Modern Therianthropes reference the mythical figure of the animal-human shape-shifter by calling themselves “shifters” or, sometimes, “weres,” evoking the most famous transmogrifying creature in the Western imagination, the werewolf. The recurring motif of cross-species transformation is found in the oldest recorded story, The Epic of Gilgamesh, fragments of which date as far back as 2150 BCE.

The label “Therianthrope” and the Therianthropy movement are first and foremost concerned with identity, an identity that is particularly complex because it is both hybrid and protean. The Therianthrope is a “beast-human” but also a “shifter,” which suggests a state of flux. This fragmentation of identity is one of the “dilemmas of the self ” that Anthony Giddens feels late (or post) modernity has instigated.

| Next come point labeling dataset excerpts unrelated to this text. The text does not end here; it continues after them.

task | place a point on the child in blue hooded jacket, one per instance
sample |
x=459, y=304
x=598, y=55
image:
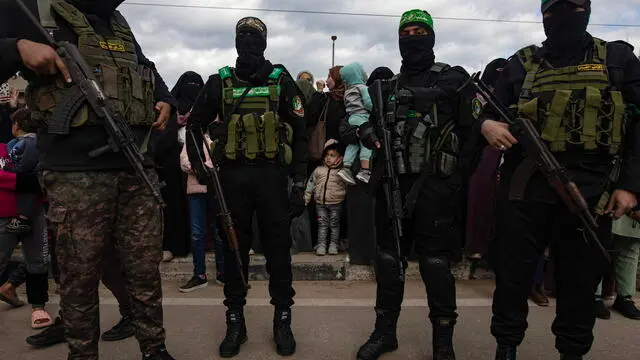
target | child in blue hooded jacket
x=358, y=105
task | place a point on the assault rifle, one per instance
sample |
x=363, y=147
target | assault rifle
x=86, y=90
x=211, y=178
x=390, y=183
x=547, y=164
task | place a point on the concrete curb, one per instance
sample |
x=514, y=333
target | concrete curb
x=308, y=267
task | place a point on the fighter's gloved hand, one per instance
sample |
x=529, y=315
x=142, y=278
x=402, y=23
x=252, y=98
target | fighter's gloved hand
x=296, y=199
x=368, y=137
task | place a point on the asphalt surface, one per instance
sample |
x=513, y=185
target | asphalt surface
x=331, y=320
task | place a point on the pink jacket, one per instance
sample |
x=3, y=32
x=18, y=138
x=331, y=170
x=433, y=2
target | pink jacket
x=193, y=186
x=8, y=198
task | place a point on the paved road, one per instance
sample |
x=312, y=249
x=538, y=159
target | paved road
x=330, y=321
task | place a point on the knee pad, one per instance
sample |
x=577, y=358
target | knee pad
x=387, y=268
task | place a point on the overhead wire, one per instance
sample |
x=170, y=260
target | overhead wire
x=340, y=13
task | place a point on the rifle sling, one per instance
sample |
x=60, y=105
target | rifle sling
x=521, y=178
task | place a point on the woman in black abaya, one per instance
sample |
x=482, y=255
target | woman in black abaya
x=176, y=219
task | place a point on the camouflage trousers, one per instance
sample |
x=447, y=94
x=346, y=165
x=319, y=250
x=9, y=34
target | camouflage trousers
x=86, y=209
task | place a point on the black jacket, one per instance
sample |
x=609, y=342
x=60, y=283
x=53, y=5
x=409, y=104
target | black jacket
x=590, y=171
x=69, y=153
x=208, y=108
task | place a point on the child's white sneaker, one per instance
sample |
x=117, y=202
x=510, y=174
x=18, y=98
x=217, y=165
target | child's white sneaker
x=333, y=248
x=364, y=175
x=321, y=250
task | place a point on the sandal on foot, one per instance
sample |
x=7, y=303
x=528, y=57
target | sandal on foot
x=13, y=301
x=40, y=319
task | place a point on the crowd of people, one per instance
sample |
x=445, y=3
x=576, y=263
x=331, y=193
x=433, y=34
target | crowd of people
x=282, y=148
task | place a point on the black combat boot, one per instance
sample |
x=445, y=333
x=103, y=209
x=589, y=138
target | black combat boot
x=443, y=339
x=236, y=334
x=506, y=352
x=383, y=339
x=122, y=330
x=626, y=307
x=159, y=354
x=282, y=334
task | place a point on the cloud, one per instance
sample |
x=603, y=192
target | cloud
x=202, y=40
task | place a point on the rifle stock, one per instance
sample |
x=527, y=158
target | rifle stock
x=555, y=173
x=391, y=184
x=212, y=178
x=121, y=138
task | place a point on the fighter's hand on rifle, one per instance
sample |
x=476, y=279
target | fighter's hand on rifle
x=164, y=113
x=498, y=135
x=42, y=59
x=621, y=203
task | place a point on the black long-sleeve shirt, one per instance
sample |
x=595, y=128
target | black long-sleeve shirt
x=208, y=107
x=71, y=152
x=588, y=171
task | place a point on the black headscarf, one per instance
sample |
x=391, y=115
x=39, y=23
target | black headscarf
x=381, y=73
x=186, y=90
x=566, y=32
x=101, y=8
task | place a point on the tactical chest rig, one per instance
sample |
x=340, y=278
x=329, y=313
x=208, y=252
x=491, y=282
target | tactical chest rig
x=114, y=61
x=574, y=107
x=423, y=138
x=254, y=130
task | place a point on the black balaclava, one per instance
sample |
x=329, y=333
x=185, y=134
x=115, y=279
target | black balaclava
x=417, y=52
x=566, y=30
x=103, y=9
x=186, y=90
x=493, y=70
x=251, y=42
x=381, y=73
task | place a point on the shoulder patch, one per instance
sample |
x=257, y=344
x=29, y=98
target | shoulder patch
x=298, y=109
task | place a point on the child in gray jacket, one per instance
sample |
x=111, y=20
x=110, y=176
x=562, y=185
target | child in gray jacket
x=328, y=191
x=358, y=105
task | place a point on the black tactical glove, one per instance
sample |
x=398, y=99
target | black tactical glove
x=296, y=200
x=368, y=137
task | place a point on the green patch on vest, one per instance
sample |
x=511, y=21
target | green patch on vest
x=262, y=91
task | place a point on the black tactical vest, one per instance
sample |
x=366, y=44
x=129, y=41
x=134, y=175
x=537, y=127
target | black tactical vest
x=423, y=137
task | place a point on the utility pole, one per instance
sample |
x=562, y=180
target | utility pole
x=333, y=51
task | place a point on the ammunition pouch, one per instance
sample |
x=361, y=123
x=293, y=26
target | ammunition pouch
x=254, y=130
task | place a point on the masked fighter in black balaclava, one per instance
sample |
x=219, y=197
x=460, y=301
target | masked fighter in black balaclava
x=575, y=89
x=433, y=106
x=260, y=143
x=95, y=200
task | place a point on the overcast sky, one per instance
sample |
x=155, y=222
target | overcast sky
x=202, y=40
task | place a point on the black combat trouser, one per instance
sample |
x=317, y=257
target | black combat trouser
x=261, y=188
x=434, y=233
x=524, y=229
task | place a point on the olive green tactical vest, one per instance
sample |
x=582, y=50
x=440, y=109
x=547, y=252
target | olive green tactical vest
x=573, y=106
x=423, y=139
x=114, y=61
x=254, y=130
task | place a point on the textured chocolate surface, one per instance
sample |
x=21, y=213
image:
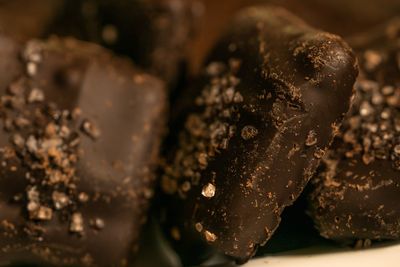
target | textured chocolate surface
x=274, y=92
x=79, y=141
x=154, y=33
x=356, y=194
x=28, y=19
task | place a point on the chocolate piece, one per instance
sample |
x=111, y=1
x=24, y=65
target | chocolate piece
x=154, y=33
x=80, y=141
x=274, y=93
x=357, y=192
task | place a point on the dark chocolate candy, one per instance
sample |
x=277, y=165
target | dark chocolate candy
x=154, y=33
x=78, y=145
x=357, y=192
x=274, y=93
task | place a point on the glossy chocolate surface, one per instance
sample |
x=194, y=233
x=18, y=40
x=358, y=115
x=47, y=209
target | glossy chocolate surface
x=356, y=195
x=274, y=92
x=79, y=141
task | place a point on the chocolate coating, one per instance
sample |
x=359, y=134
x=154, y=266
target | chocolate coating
x=357, y=191
x=154, y=33
x=274, y=92
x=77, y=191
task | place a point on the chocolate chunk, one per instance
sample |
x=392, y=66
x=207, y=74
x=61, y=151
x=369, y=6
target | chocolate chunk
x=357, y=191
x=75, y=181
x=273, y=93
x=154, y=33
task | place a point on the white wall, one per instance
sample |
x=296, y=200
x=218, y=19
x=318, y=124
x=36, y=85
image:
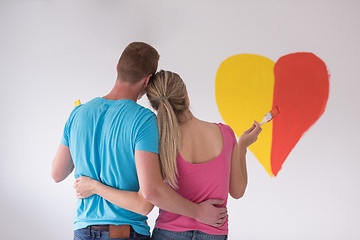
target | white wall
x=53, y=52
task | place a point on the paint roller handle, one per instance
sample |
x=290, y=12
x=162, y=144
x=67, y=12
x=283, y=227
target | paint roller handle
x=250, y=136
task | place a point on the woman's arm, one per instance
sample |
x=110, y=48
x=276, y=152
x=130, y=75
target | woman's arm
x=132, y=201
x=238, y=173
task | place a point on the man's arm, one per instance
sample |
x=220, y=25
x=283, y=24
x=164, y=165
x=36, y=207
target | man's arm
x=62, y=164
x=132, y=201
x=163, y=196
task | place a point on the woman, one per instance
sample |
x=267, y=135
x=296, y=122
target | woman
x=200, y=160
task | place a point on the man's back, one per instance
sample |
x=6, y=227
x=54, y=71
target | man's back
x=102, y=136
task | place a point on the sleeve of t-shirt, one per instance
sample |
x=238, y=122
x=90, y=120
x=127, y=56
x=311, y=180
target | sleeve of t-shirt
x=147, y=138
x=65, y=137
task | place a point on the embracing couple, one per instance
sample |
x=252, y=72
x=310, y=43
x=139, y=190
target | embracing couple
x=127, y=160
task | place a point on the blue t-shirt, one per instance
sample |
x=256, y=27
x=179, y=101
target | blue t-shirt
x=102, y=136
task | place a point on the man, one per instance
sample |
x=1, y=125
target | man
x=115, y=141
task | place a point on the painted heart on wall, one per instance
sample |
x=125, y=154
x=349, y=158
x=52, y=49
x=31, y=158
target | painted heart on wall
x=248, y=86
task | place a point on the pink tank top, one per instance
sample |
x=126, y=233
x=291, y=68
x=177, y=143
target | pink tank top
x=200, y=182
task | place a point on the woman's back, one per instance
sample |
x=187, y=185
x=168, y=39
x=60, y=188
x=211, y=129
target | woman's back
x=201, y=141
x=203, y=165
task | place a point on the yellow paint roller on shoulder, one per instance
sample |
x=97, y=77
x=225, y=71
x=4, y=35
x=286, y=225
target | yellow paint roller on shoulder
x=77, y=103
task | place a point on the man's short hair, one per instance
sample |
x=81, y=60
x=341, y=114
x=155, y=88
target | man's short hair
x=137, y=61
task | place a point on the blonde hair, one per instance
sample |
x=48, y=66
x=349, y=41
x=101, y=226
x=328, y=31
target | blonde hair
x=167, y=94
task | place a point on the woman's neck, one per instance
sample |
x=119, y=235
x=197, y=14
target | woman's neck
x=185, y=117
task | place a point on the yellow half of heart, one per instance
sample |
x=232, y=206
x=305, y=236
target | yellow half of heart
x=244, y=93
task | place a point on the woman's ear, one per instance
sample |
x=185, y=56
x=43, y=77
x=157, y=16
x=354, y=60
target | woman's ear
x=148, y=79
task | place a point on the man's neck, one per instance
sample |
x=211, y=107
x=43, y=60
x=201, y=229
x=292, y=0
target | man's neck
x=123, y=90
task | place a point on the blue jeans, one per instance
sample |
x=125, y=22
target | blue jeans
x=161, y=234
x=91, y=234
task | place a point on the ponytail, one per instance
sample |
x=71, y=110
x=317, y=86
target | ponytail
x=169, y=141
x=167, y=95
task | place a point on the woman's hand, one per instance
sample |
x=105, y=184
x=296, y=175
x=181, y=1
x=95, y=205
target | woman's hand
x=85, y=187
x=250, y=136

The Internet with its expressive capacities, according to psychologist Sherry Turkle, is “contributing to a general reconsideration of traditional, unitary notions of identity.” The complex nature of the Therianthrope, so often mediated online, is indicative of this shift towards the fragmentary self, but Therians seem to revel in the faultlines."

Kathi Schulz’ As Time Splinters into Zero and One suggests Turkle’s “general reconsideration of traditional, unitary notions of identity.” through the use of Snap, Tiktok, and Instagram filters and the still-accessible “voices” emanating from “dead” websites — sites built on dead platforms, employing outdated protocols, sites that haven’t been maintained or updated by their authors in decades…

Throughout the performance, Schulz live-swaps Snapchat filters, assuming a staggering variety of personae while scrolling through an array of “dead” websites – all locked into the aesthetics, concerns, and protocols of bygone web eras. The fragmentation is furthered by her poetic, sometimes ‘disconnected’ speech. Schulz — covered in a blanket, clutching a phone– lies on the floor in front of the projection screen, her filter-altered face projected above her prone body, while her strangely disembodied voice resonates through the speakers.

Per Venetia Delano Robertson:

Fragmentation is translated into liminality, making the Therian not just a shape-shifter but one who is, as Victor Turner said, “betwixt and between,” a walker between worlds, or as Therian writer Quil muses, with “one paw in the galaxies, one paw on the earth.”